Sunday 31st August 2014
[Disclaimer: The author sent me a free copy of the book, which I passed on to Jeannine to review; we were under no obligation to say something good about it! Phil.]
C.C. Humphreys’ novel tells a story that could easily be found within the pages of Sam’s Diary. For those fact driven Diary readers looking for strict adherence to historical accuracy it’s worth putting that on hold to enjoy the ride. For those who have enjoyed Liza Pickard’s Restoration London: Everyday Life in London 1660-1670, revel in Sam’s “stories of the streets,” and love a fast paced mystery (albeit gory at times), this read will bring forth a cast of memorable characters trying to survive during the frightening Plague years of London.
Coke, a former Captain turned highway man, pulls over a coach with the intent to steal an exquisite necklace from the lovely lady inside. What he discovers instead is the gruesome slaughterhouse style murder of the driver and people inside the coach. As Coke grabs the dying lady’s necklace, she mouths the words “pale horses”. In his haste, Coke’s engraved pistol is accidentally left behind, which leaves him as the prime suspect for both the murder and the robbery.
The thief-taker (bounty hunter), Pitman arrives at the scene, finds the evidence left behind by Coke, and then destroys another key piece of evidence. Pitman, who struggles to support his large family, sets his sights to capture Coke for the bounty. The cat and mouse game begins between thief and thief-taker.

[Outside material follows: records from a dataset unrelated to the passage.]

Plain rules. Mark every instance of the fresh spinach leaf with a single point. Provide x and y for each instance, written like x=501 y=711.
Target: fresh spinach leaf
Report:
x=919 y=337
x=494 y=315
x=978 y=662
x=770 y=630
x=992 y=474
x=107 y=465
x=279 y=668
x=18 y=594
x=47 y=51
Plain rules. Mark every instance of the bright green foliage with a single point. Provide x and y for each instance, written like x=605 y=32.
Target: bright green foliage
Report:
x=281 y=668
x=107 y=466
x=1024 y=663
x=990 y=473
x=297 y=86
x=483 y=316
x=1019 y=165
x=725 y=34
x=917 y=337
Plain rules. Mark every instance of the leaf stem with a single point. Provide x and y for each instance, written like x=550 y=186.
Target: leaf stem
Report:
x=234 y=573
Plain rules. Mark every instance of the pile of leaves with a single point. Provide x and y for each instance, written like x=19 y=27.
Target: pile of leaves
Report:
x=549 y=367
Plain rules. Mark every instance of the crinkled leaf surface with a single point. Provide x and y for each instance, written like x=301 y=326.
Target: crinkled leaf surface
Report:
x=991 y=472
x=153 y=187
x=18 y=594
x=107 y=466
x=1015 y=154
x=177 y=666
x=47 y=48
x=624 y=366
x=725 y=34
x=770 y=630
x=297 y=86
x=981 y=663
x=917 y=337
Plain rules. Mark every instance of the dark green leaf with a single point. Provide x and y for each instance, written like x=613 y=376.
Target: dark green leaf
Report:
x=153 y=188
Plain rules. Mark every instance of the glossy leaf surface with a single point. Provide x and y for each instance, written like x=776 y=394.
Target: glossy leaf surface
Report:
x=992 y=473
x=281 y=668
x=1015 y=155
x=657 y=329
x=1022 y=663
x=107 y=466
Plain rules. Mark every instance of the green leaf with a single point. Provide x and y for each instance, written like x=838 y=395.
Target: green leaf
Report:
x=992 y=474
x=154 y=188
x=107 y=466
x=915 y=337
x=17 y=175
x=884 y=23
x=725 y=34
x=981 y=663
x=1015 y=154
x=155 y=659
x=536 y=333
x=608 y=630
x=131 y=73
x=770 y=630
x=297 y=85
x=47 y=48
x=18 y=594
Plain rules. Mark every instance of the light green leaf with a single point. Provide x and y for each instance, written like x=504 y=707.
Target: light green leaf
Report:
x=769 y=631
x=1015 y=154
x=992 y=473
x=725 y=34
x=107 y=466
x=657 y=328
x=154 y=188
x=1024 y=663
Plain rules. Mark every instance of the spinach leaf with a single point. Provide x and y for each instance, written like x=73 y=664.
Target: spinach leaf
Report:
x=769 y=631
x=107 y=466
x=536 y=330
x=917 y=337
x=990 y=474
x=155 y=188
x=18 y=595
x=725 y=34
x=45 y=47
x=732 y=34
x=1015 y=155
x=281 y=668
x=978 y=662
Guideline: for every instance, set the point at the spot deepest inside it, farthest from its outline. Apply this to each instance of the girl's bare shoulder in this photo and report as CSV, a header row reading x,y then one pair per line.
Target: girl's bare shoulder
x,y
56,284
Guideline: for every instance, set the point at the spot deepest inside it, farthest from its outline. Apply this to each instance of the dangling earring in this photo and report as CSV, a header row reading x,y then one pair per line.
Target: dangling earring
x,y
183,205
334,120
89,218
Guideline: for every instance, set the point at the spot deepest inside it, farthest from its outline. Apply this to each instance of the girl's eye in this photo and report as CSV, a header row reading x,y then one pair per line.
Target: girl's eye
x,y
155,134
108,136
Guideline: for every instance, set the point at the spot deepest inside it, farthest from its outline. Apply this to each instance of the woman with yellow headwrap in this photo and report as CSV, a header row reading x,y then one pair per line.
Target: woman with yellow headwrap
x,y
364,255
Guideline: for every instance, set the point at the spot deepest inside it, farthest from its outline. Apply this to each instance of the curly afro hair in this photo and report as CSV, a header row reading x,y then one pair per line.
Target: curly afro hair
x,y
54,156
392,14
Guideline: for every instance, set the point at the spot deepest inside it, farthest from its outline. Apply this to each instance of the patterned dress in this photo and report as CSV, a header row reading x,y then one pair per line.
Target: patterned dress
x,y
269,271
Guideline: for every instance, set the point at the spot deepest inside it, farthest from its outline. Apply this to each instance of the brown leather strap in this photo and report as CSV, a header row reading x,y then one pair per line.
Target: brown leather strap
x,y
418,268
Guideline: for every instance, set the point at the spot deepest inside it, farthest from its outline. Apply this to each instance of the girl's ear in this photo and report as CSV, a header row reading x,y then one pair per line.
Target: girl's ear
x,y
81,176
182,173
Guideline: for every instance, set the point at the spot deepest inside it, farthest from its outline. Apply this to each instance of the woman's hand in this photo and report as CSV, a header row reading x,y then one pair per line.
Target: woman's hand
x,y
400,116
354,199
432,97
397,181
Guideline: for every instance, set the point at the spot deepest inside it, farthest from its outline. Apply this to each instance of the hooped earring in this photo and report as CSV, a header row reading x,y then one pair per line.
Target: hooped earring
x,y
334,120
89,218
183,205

Meanwhile, the gorgeous actress Sarah Chalker finds herself unnerved by a stranger in her audience, who tries to give her an expensive gift and asks an unusual question about her background. Her overly protective husband John departs to track down this stranger to set him straight. John seemingly vanishes. While on the run the anti-hero Captain Coke finds himself drawn into solving this disappearance and sets forth to find the missing John Chalker.
Against the background of the Plague, beautiful actresses, Charles II’s rakish Court and the horrific Newgate Prison, these mysteries unfold and reveal a secret society of murderous religious fanatics. Will an unlikely alliance be able to solve the mystery and find the murderer?
Humphreys captured the streets of London, the struggle to survive and the seedy side of existence. Coke, his adopted son Dickon and the Pitman family were all likeable, street smart characters. I could easily see this as a “Captain Ferrers” style story unfolding within the pages of Sam’s Diary full of panache and swashbuckling style. I especially enjoyed the cameo appearance of our ‘always working’ man Pepys, which sets the stage for a high profile contemplated murder target. The fast paced novel proved a great ‘summer’ read for me.